Ces êtres appartiennent aux quatre éléments et en sont les gardiens naturels. Leur
classification est la suivante : les gnomes correspondent à la terre, les ondines à l’eau, les
sylphes et les fées à l’air et les salamandres au feu. Ils sont les créateurs et les gardiens de
la nature ; par exemple, un élémentaire sera chargé de créer le pollen d’une fleur, tandis
qu’un autre sera chargé de protéger cette même fleur tout au long de sa vie. Il y a aussi les
êtres appartenant au cinquième élément ou éther, qui sont, d’après ce que j’ai compris, des
anges.
Voici ce qui m’est arrivé : j’ai piqué une colère dans la forêt. Une fois dans les arbres,
j’ai exprimé ma colère contre ma condition de travail surchargée. Cela faisait un certain
temps que j’angoissais dans mon bureau, jour après jour, avec le sentiment qu’il y avait un
autre endroit où j’avais ma place, un endroit où j’étais vraiment importante. Je me suis laissé
aller à pleurer jusqu’à m’allonger dans l’herbe. J’ai enlevé mes chaussures et les ai jetées.
Puis j’ai fait ce que ma petite sœur me recommandait toujours : j’ai embrassé un arbre. J’ai
laissé mon esprit se vider. Il ne servait plus à rien de penser, car chaque pensée était un
tremblement de terre, un tsunami, une explosion volcanique ou un ouragan. Mon esprit
n’était plus un refuge pour moi, alors j’ai abandonné, je me suis perdu dans cet espace blanc
où il n’y a que le présent. Je me suis perdu pendant quelques minutes ou quelques heures.

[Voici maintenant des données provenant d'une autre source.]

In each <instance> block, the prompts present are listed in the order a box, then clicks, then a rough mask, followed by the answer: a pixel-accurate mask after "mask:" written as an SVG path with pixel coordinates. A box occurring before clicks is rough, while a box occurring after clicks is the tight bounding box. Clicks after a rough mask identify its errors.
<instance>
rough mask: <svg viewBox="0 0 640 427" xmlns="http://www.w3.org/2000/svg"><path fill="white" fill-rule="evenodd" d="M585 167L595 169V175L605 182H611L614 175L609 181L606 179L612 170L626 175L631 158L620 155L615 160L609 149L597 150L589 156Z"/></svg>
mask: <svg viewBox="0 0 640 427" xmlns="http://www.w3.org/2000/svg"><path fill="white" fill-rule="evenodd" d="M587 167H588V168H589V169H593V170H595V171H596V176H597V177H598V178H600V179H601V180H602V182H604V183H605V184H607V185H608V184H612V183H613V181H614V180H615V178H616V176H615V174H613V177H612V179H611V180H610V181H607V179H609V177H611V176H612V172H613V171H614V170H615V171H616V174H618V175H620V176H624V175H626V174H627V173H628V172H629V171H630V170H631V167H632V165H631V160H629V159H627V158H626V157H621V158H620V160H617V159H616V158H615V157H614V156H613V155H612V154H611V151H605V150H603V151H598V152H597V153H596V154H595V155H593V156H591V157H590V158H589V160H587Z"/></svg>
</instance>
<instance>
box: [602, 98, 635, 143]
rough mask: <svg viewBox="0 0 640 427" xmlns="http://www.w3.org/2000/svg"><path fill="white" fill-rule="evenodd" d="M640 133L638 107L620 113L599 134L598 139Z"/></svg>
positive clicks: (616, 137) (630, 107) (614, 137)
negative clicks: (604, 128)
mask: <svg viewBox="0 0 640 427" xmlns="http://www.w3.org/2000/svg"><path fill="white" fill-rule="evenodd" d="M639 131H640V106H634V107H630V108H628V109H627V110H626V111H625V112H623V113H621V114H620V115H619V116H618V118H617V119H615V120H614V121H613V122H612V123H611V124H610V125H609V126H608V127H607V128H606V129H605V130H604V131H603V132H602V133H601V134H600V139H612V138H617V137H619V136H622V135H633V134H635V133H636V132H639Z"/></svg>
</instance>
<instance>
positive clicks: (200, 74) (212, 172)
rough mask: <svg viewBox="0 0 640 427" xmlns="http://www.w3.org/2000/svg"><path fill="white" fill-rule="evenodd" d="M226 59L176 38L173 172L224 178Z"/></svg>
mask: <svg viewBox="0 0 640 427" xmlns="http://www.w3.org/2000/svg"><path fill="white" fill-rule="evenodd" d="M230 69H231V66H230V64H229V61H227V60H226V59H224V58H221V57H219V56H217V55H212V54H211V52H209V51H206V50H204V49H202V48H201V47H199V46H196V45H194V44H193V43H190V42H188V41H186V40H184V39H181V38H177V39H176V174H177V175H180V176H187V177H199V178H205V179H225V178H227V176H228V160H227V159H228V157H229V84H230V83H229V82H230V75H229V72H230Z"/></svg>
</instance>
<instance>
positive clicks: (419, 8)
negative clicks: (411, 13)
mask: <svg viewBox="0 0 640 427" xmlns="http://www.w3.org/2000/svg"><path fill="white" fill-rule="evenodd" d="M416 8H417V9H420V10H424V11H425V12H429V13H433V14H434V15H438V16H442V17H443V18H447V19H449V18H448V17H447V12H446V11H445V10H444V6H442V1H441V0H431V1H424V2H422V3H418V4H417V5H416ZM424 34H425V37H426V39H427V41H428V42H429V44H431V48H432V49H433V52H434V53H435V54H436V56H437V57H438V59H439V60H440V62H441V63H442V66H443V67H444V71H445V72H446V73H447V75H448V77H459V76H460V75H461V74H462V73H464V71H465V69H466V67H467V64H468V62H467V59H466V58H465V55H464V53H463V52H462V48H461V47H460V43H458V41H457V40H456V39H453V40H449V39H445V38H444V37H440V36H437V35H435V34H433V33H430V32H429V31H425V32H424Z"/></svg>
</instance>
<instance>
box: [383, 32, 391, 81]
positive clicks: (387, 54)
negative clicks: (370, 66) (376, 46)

Soudain, j’ai senti un contact très doux sur mon épaule. C’était un toucher insistant.
Je me suis retourné pour voir quel genre de insect jouait avec moi, et c’est alors que je l’ai
vue. Ou peut-être que c’était un homme, c’était si petit que le sexe importait peu. On aurait
dit une petite luciole. C’était une fée. Elle était vraiment minuscule. Elle a dit “réveille-toi,
Adrian”. Le simple fait de l’entendre par télépathie m’a réveillé en sursaut. “Nous voulons te
montrer quelque chose. Je n’avais pas le temps de chercher des explications. Mon esprit n’a
pas été invité à l’expédition. Mes chaussures non plus.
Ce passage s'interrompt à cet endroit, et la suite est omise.